2. Dr. Oliver, like Dr. Ng, is an interested expert witness in this case. His affidavit also fails to articulate the applicable
standard of care and makes the conclusory statement that he complied with the standard of care. Dr. Oliver simply
states, "I am familiar with the standard of care for an internal medicine physician that is board certified in Texas." This
is not a clear or direct statement delineating the requisite standard of care. Whittley, 954 S.W.2d at 122. Furthermore,
Dr. Oliver does not explain the basis for his assertion that, "... it is my expert opinion that my entire care, treatment,
and diagnosis of [Horton] was at all times in conformity with the accepted standards of care ..." Rather, he simply
recounts Horton's presentation of her symptoms and his examination of her, followed by his diagnosis and treatment.
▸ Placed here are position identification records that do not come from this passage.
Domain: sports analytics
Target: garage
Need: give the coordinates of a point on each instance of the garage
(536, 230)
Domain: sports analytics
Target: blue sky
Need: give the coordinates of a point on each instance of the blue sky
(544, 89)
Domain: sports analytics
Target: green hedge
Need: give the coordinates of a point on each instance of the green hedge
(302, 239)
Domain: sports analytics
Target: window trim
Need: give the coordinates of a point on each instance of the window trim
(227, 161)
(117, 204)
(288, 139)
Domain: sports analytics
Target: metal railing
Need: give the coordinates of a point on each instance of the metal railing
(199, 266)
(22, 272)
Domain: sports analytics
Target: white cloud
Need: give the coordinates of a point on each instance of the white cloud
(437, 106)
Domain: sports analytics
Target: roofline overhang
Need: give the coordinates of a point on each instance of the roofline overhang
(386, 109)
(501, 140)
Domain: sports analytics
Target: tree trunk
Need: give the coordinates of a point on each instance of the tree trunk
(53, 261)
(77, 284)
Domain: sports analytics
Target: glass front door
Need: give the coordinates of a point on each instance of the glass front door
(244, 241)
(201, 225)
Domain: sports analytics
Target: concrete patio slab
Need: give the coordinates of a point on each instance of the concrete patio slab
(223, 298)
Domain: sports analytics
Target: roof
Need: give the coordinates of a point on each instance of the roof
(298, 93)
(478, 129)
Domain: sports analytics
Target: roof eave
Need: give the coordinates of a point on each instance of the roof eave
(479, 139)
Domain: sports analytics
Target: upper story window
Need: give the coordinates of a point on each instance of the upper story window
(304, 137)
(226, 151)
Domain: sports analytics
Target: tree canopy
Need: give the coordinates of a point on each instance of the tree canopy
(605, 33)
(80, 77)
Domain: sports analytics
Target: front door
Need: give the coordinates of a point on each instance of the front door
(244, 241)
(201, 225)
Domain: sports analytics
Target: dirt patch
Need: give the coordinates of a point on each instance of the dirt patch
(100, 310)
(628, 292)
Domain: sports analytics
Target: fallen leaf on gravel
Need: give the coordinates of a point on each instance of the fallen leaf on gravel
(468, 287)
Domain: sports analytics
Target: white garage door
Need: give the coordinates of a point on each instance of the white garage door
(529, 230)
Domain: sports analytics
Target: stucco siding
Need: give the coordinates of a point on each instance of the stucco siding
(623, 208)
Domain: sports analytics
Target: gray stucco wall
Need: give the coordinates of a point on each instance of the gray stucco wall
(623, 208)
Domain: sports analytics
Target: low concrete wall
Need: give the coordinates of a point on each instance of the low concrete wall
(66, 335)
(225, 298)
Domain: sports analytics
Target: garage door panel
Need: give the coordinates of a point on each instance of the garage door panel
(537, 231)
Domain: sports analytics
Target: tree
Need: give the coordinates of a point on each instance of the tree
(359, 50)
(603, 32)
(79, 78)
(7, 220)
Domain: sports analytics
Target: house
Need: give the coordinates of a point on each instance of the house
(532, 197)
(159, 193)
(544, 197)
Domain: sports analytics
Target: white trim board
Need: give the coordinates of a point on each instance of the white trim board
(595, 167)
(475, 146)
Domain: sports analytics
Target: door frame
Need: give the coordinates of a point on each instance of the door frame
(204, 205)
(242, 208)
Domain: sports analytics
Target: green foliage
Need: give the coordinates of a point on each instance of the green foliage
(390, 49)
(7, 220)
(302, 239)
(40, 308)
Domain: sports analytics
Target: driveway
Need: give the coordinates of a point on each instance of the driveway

Dr. Oliver's conclusion that he acted in conformity with an unspecified standard of care cannot support the summary
judgment. See id.
Both Dr. Oliver's and Dr. Ng's affidavits fail to clearly state the applicable standard of care and are merely conclusory
in stating that the doctors complied with the standard. Neither affidavit can support the summary judgment. See Earle,
998 S.W.2d. at 890. Accordingly, the trial court's judgment is reversed, and the cause is remanded to the trial court for
further proceedings.
Phylis J. Speedlin, Justice
1. The summary judgment order does not reference MacGregor Medical Association, P.A.; however, in its brief,
appellee MacGregor Medical Association, P.A., concedes that the summary judgment order disposed of all parties and
all claims, and was thus final. See Lehmann v. Har-Con Corp., 39 S.W.3d 191, 195 (Tex. 2001).